Nothing quite like a world premiere to crank up excitement in a ballet company, and Ballet West has a new piece that is on the whole very beautiful, exciting and stage-worthy, concocted by a team of experts who know how to put together a good piece of theater.
"The Queen of Spades," based on a Pushkin story and Tchaikovsky opera, is a simple, melodramatic tale that lends itself to pantomime and broad acting (in this case dancing) strokes. Its central theme is Herman's obsession with gambling, which sets all other tragic plot developments in motion. And Gilles Maidon, who creates the role, is a dancer/actor who conveys a feeling of hectic propulsion that turns to desperation, in one of his best characterizations for Ballet West.As Lisa, Erin Leedom creates an impressionable girl who follows her heart with disastrous results. Leedom's impression of grace and virginity is ideal for this part, and she and Maidon display one of the company's best partnerships in a sizzling pas de deux that could only end in seduction.
As for Herman's nemesis, the Old Countess, hers is an interesting assignment - to sing and act in a ballet - but the device works well, without incongruity. Andrea Thor-nock fulfills the role strongly, singing with perfect diction and conveying her character's disagreeable characteristics. Her death scene with its silent movie histrionics should be tempered; and her reappearance as a ghost should give you cold shivers, which it does not, mainly because she's dressed for a ball. I like my apparitions in white with blue light, or some such dramatic equivalent.

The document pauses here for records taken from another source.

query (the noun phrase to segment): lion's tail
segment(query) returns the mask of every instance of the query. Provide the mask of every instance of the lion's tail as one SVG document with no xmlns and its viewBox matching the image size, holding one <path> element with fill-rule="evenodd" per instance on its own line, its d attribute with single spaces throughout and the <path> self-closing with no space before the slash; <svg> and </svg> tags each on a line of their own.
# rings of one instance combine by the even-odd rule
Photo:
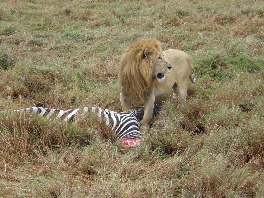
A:
<svg viewBox="0 0 264 198">
<path fill-rule="evenodd" d="M 196 80 L 196 77 L 193 77 L 192 75 L 192 74 L 190 73 L 190 75 L 189 76 L 189 78 L 190 79 L 191 81 L 193 83 L 194 83 Z"/>
</svg>

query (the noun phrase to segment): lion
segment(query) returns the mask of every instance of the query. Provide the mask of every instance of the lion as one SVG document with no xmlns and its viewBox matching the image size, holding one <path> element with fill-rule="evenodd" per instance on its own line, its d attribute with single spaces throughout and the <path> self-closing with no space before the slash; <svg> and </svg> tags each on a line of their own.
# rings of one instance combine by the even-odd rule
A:
<svg viewBox="0 0 264 198">
<path fill-rule="evenodd" d="M 188 81 L 196 78 L 191 73 L 191 60 L 187 54 L 169 49 L 162 52 L 161 43 L 152 37 L 130 44 L 120 59 L 118 80 L 123 111 L 131 109 L 132 102 L 143 101 L 143 127 L 149 126 L 155 99 L 172 88 L 183 102 L 186 100 Z"/>
</svg>

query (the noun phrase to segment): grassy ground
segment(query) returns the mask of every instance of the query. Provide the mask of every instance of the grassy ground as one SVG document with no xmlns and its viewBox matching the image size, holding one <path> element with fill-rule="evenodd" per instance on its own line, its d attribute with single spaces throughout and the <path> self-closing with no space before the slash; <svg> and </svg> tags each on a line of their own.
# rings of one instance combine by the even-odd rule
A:
<svg viewBox="0 0 264 198">
<path fill-rule="evenodd" d="M 0 3 L 1 110 L 121 111 L 119 60 L 146 35 L 187 52 L 197 77 L 183 106 L 157 100 L 138 149 L 102 126 L 0 115 L 0 196 L 263 197 L 263 1 Z"/>
</svg>

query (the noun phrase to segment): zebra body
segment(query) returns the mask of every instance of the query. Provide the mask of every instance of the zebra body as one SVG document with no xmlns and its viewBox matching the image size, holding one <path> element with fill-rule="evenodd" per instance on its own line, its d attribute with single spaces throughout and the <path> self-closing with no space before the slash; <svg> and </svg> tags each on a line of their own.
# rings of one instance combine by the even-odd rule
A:
<svg viewBox="0 0 264 198">
<path fill-rule="evenodd" d="M 143 114 L 143 108 L 118 113 L 98 107 L 84 107 L 65 110 L 33 107 L 20 110 L 1 112 L 22 113 L 25 112 L 31 112 L 35 114 L 45 116 L 48 119 L 52 116 L 55 118 L 62 119 L 64 121 L 74 122 L 79 116 L 91 113 L 92 115 L 93 114 L 101 119 L 104 118 L 106 125 L 111 127 L 112 130 L 117 134 L 118 139 L 140 140 L 141 138 L 139 129 L 141 126 L 142 121 L 138 120 L 136 117 Z M 152 119 L 154 116 L 154 114 L 153 115 Z"/>
</svg>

Prokovsky does not break new ground with this ballet, but composes with great skill and craft in the romantic/classical genre. He constructs consummate pas de deux and handles large ensembles admirably, with style and class. He likes narrative, full-length ballets, and his sure dramatic sense leads to clearly discernible plots that unfold naturally.

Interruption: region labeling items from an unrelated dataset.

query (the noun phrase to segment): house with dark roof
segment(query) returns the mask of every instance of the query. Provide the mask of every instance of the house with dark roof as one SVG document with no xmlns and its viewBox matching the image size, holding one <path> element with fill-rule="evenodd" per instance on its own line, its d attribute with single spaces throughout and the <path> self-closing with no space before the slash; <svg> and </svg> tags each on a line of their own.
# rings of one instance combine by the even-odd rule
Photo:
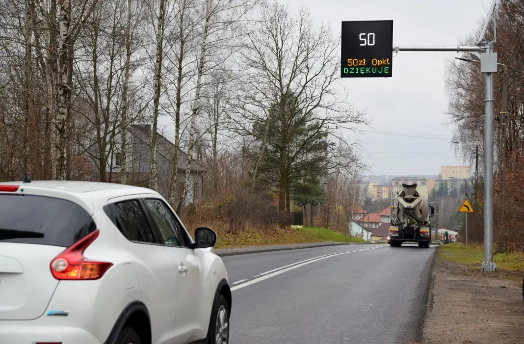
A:
<svg viewBox="0 0 524 344">
<path fill-rule="evenodd" d="M 355 206 L 353 208 L 353 221 L 358 221 L 364 216 L 368 213 L 367 211 L 358 206 Z"/>
<path fill-rule="evenodd" d="M 378 213 L 380 216 L 380 222 L 383 223 L 389 223 L 391 222 L 390 208 L 388 207 L 385 209 Z"/>
<path fill-rule="evenodd" d="M 128 171 L 129 183 L 134 185 L 149 185 L 150 167 L 151 166 L 151 142 L 152 130 L 150 125 L 133 124 L 127 128 L 126 149 L 126 167 Z M 115 135 L 115 147 L 113 149 L 112 158 L 110 154 L 106 172 L 112 175 L 111 181 L 118 182 L 120 180 L 121 148 L 120 135 Z M 96 143 L 91 145 L 88 149 L 97 152 Z M 196 154 L 196 152 L 195 152 Z M 90 155 L 93 164 L 98 164 L 92 157 L 96 153 Z M 160 133 L 157 133 L 157 168 L 158 173 L 158 191 L 164 197 L 169 192 L 171 177 L 173 173 L 173 159 L 174 157 L 174 144 Z M 178 160 L 177 163 L 177 195 L 182 194 L 185 179 L 185 170 L 188 166 L 188 155 L 180 149 L 178 150 Z M 191 162 L 190 173 L 190 187 L 185 199 L 185 204 L 200 202 L 202 199 L 202 184 L 206 169 L 197 160 Z"/>
<path fill-rule="evenodd" d="M 350 233 L 352 236 L 361 238 L 366 241 L 371 240 L 373 232 L 370 229 L 364 228 L 354 221 L 350 222 L 349 227 Z"/>
<path fill-rule="evenodd" d="M 376 229 L 373 230 L 371 235 L 372 240 L 387 240 L 389 235 L 389 223 L 380 223 Z"/>
<path fill-rule="evenodd" d="M 378 228 L 380 224 L 380 216 L 376 213 L 367 213 L 357 221 L 364 228 L 369 229 L 372 232 Z"/>
</svg>

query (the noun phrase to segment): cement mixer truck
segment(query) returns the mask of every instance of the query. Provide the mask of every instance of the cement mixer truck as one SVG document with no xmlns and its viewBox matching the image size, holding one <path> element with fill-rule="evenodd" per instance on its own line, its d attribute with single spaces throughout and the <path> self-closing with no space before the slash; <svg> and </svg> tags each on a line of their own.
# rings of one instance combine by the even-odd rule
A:
<svg viewBox="0 0 524 344">
<path fill-rule="evenodd" d="M 391 197 L 388 240 L 391 247 L 413 242 L 418 243 L 419 248 L 427 249 L 431 243 L 430 218 L 434 216 L 435 210 L 417 187 L 416 184 L 402 184 L 402 190 L 395 192 Z"/>
</svg>

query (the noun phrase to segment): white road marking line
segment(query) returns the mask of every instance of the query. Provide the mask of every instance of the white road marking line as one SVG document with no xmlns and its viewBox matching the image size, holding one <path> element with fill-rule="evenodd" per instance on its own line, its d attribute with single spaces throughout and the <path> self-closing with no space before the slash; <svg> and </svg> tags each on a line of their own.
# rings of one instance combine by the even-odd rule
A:
<svg viewBox="0 0 524 344">
<path fill-rule="evenodd" d="M 302 261 L 302 262 L 299 262 L 298 263 L 296 263 L 294 264 L 291 264 L 291 266 L 286 265 L 286 266 L 282 266 L 278 269 L 274 269 L 270 271 L 267 271 L 266 272 L 262 273 L 257 276 L 258 277 L 249 282 L 247 282 L 245 283 L 242 283 L 239 285 L 235 286 L 231 288 L 231 291 L 234 292 L 236 290 L 241 289 L 245 287 L 247 287 L 252 284 L 255 284 L 255 283 L 258 283 L 259 282 L 261 282 L 265 280 L 267 280 L 268 278 L 270 278 L 272 277 L 277 276 L 280 274 L 283 274 L 285 272 L 290 271 L 293 269 L 296 269 L 297 267 L 300 267 L 300 266 L 303 266 L 304 265 L 307 265 L 308 264 L 313 263 L 314 262 L 318 262 L 318 261 L 322 260 L 323 259 L 325 259 L 326 258 L 329 258 L 330 257 L 334 257 L 336 255 L 340 255 L 341 254 L 346 254 L 346 253 L 353 253 L 354 252 L 361 252 L 363 251 L 369 251 L 369 250 L 375 250 L 375 249 L 379 249 L 381 247 L 385 247 L 385 245 L 376 246 L 375 247 L 370 248 L 369 249 L 364 249 L 363 250 L 357 250 L 356 251 L 348 251 L 345 252 L 340 252 L 340 253 L 334 253 L 332 254 L 328 254 L 324 255 L 319 256 L 315 258 L 312 258 L 311 259 L 308 259 L 305 261 Z M 276 270 L 276 271 L 275 271 Z"/>
<path fill-rule="evenodd" d="M 318 259 L 321 257 L 328 257 L 330 255 L 333 255 L 333 254 L 336 254 L 336 253 L 330 253 L 329 254 L 324 254 L 324 255 L 319 255 L 318 257 L 313 257 L 313 258 L 310 258 L 309 259 L 306 259 L 303 261 L 300 261 L 300 262 L 296 262 L 292 264 L 290 264 L 288 265 L 285 265 L 284 266 L 280 266 L 280 267 L 277 267 L 276 269 L 273 269 L 272 270 L 269 270 L 269 271 L 266 271 L 266 272 L 263 272 L 261 274 L 258 274 L 255 276 L 253 276 L 253 278 L 257 278 L 257 277 L 260 277 L 261 276 L 264 276 L 267 275 L 268 274 L 270 274 L 272 272 L 275 271 L 278 271 L 278 270 L 281 270 L 283 268 L 286 268 L 286 267 L 289 267 L 290 266 L 292 266 L 293 265 L 296 265 L 297 264 L 300 264 L 301 263 L 305 263 L 306 262 L 309 262 L 309 261 L 312 261 L 314 259 Z"/>
<path fill-rule="evenodd" d="M 246 281 L 247 281 L 247 280 L 241 280 L 240 281 L 237 281 L 236 282 L 233 282 L 233 285 L 234 285 L 235 284 L 238 284 L 238 283 L 242 283 L 242 282 L 245 282 Z"/>
</svg>

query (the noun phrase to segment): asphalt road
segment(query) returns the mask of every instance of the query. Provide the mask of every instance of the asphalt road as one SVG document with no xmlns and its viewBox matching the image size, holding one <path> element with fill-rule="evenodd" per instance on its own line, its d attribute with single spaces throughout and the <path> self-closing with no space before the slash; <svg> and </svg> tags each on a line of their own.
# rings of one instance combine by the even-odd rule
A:
<svg viewBox="0 0 524 344">
<path fill-rule="evenodd" d="M 358 245 L 223 257 L 230 344 L 414 341 L 434 251 Z"/>
</svg>

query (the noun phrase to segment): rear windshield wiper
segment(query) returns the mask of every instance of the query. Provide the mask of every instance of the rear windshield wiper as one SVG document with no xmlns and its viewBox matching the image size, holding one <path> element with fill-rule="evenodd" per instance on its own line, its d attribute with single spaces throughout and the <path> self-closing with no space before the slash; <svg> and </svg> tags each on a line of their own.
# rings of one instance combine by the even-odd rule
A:
<svg viewBox="0 0 524 344">
<path fill-rule="evenodd" d="M 7 240 L 19 238 L 43 238 L 44 235 L 43 233 L 40 232 L 0 228 L 0 240 Z"/>
</svg>

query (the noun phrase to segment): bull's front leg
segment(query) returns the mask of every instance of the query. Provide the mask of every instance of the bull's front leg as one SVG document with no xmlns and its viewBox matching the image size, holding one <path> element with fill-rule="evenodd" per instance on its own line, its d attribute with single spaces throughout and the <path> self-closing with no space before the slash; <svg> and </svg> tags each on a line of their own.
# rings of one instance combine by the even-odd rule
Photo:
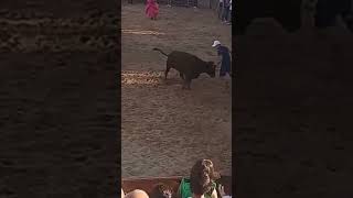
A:
<svg viewBox="0 0 353 198">
<path fill-rule="evenodd" d="M 191 89 L 190 85 L 191 85 L 191 78 L 189 76 L 186 76 L 184 79 L 184 88 L 183 89 L 190 90 Z"/>
<path fill-rule="evenodd" d="M 180 76 L 181 79 L 185 79 L 184 75 L 182 73 L 179 73 L 179 76 Z"/>
</svg>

He sometimes prolongs a scene excessively, and sometimes overdresses a scene, as with the flock of gypsies where four or five would have done as well in the gambling scene. But the end product tends to be audience-friendly, a dance with which viewers can identify readily, as they did with clapping and cheering on opening night.
The visual production, designed by Alexandre Vassiliev, is arrestingly beautiful with a quite different, European look for Ballet West. Vassiliev often employs dramatic black and white, as in the striking opening scene in the summer garden of St. Petersburg, where a crowd enjoys the sunshine; and again in a grand ball, where the corps' black and white make the delightful masque of the playing cards stand out all the more colorfully.
By contrast, the flashback to the Countess's Parisian sojourn during the reign of Louis XV features an exquisite rainbow of pastels, with stylish dancing to music of Mozart. A scrim with playing cards and figures creates atmosphere, and striking stage pictures are often achieved with simple, strong lines and planes.
The score assembled largely from Tchaikovsky and Mozart by Guy Woolfenden is melodic and dramatic, and so cleverly crafted that it seems it could well have been constructed by the master. Terence Kern leads the Utah Chamber Orchestra persuasively and expressively, with expert coordination between the stage and the pit.